COLLECTION OF DATA THROUGH QUESTIONNAIRES

This method of data collection is quite popular, particularly in case of big enquiries. It
is being adopted by private individuals, research workers, private and public
organizations and even by governments. In this method a questionnaire is sent
(usually by post) to the persons concerned with a request to answer the questions and
return the questionnaire. A questionnaire consists of a number of questions printed or
typed in a definite order on a form or set of forms. The questionnaire is mailed to
respondents who are expected to read and understand the questions and write down
the reply in the space meant for the purpose in the questionnaire itself. The
respondents have to answer the questions on their own.
The method of collecting data by mailing the questionnaires to respondents is most
extensively employed in various economic and business surveys. The merits claimed
on behalf of this method are as follows:

1. There is low cost even when the universe is large and is widely spread
geographically.

2. It is free from the bias of the interviewer; answers are in respondents’ own
words.
3. Respondents have adequate time to give well thought out answers.

4. Respondents, who are not easily approachable, can also be reached


conveniently.

5. Large samples can be made use of and thus the results can be made more
dependable and reliable.

The main demerits of this system can also be listed here:

1. Low rate of return of the duly filled in questionnaires; bias due to no-response
is often indeterminate.

2. It can be used only when respondents are educated and cooperating.

3. The control over questionnaire may be lost once it is sent.

4. There is inbuilt inflexibility because of the difficulty of amending the approach


once questionnaires have been despatched.

5. There is also the possibility of ambiguous replies or omission of replies


altogether to certain questions; interpretation of omissions is difficult.

6. It is difficult to know whether willing respondents are truly representative.

7. This method is likely to be the slowest of all.

Before using this method, it is always advisable to conduct ‘pilot study’ (Pilot Survey)
for testing the questionnaires.

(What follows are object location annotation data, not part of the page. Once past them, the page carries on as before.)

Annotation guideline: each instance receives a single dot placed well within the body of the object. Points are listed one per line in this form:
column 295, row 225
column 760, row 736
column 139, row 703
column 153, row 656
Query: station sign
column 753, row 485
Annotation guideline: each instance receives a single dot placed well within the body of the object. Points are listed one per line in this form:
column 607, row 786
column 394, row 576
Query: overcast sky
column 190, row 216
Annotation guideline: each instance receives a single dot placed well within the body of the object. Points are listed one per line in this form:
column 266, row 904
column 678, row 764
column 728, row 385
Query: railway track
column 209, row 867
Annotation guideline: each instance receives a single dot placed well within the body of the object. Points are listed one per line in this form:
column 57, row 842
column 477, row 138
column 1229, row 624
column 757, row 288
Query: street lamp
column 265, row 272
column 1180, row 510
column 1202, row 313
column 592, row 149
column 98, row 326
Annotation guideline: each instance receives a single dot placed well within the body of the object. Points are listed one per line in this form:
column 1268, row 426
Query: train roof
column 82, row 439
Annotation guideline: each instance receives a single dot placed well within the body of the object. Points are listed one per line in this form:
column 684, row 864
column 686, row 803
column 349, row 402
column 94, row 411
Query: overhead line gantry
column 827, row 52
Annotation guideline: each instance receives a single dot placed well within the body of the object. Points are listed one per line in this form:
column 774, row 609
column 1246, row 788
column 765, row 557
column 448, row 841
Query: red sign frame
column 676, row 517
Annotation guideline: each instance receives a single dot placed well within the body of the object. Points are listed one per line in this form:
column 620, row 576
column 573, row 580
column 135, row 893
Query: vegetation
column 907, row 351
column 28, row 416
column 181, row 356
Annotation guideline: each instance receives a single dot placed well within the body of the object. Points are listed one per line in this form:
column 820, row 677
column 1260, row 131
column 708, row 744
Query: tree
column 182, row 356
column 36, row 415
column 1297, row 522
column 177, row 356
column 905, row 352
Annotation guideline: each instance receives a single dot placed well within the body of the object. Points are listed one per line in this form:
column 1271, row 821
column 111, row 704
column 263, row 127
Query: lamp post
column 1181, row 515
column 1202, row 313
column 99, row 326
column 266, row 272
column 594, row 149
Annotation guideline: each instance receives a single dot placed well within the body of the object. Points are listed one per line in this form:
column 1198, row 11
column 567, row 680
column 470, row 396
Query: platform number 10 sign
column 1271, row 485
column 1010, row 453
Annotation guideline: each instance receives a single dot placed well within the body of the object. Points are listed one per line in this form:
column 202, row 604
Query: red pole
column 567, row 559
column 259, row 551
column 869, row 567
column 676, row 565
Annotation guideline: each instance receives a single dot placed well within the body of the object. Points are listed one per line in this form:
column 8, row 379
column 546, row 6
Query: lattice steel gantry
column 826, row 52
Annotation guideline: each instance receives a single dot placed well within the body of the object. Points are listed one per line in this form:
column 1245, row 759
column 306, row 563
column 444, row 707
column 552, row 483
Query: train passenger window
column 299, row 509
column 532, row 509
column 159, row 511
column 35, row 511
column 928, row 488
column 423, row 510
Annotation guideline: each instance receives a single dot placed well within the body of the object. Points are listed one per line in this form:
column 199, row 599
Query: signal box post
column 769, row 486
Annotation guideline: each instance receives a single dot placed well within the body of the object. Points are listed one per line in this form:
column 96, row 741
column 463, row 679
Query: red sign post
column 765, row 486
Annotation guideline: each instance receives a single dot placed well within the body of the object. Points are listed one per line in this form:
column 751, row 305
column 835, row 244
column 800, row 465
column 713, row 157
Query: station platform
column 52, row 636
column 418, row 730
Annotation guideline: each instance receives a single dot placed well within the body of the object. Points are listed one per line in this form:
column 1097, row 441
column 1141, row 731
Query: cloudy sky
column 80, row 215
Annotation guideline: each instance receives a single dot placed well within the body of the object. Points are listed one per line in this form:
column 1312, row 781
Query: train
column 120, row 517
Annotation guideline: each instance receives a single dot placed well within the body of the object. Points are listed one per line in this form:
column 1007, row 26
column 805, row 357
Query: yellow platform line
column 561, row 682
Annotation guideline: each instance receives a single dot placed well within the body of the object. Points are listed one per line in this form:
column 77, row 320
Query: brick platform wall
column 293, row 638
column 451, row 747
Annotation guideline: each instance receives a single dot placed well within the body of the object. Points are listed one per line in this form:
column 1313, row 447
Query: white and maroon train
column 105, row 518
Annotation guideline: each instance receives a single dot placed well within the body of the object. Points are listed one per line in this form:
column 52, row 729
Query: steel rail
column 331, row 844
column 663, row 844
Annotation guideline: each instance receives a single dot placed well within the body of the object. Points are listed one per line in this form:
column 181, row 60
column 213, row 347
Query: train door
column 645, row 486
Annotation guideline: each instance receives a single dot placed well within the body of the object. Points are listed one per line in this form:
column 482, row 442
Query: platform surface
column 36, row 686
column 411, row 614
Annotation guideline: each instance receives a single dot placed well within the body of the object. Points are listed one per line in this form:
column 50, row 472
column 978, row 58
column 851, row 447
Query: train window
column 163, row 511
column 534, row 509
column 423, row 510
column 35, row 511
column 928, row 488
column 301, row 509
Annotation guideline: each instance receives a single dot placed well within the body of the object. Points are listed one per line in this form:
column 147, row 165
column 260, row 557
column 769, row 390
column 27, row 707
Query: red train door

In a big enquiry the significance of pilot survey is felt
very much. Pilot survey is in fact the replica and rehearsal of the main survey. Such a
survey, being conducted by experts, brings to the light the weaknesses (if any) of the
questionnaires and also of the survey techniques. From the experience gained in this
way, improvement can be effected.
Main aspects of a questionnaire: Quite often questionnaire is considered as the heart
of a survey operation. Hence it should be very carefully constructed. If it is not
properly set up, then the survey is bound to fail. This fact requires us to study the
main aspects of a questionnaire viz., the general form, question sequence and question
formulation and wording. Researcher should note the following with regard to these
three main aspects of a questionnaire:
General form: So far as the general form of a questionnaire is concerned, it can either
be structured or unstructured questionnaire. Structured questionnaires are those
questionnaires in which there are definite, concrete and pre-determined questions. The
questions are presented with exactly the same wording and in the same order to all
respondents. Resort is taken to this sort of standardization to ensure that all
respondents reply to the same set of questions. The form of the question may be either
closed (i.e., of the type ‘yes’ or ‘no’) or open (i.e., inviting free response) but should
be stated in advance and not constructed during questioning. Structured questionnaires
may also have fixed alternative questions in which responses of the informants are
limited to the stated alternatives. Thus a highly structured questionnaire is one in
which all questions and answers are specified and comments in the respondent’s own
words are held to the minimum. When these characteristics are not present in a
questionnaire, it can be termed as unstructured or non-structured questionnaire. More
specifically, we can say that in an unstructured questionnaire, the interviewer is
provided with a general guide on the type of information to be obtained, but the exact
question formulation is largely his own responsibility and the replies are to be taken
down in the respondent’s own words to the extent possible; in some situations tape
recorders may be used to achieve this goal.
Structured questionnaires are simple to administer and relatively inexpensive to
analyze. The provision of alternative replies, at times, helps to understand the
meaning of the question clearly. But such questionnaires have limitations too. For
instance, wide range of data and that too in respondent’s own words cannot be
obtained with structured questionnaires. They are usually considered inappropriate in
investigations where the aim happens to be to probe for attitudes and reasons for
certain actions or feelings. They are equally not suitable when a problem is being first
explored and working hypotheses sought. In such situations, unstructured
questionnaires may be used effectively. Then on the basis of the results obtained in
pretest (testing before final use) operations from the use of unstructured
questionnaires, one can construct a structured questionnaire for use in the main study.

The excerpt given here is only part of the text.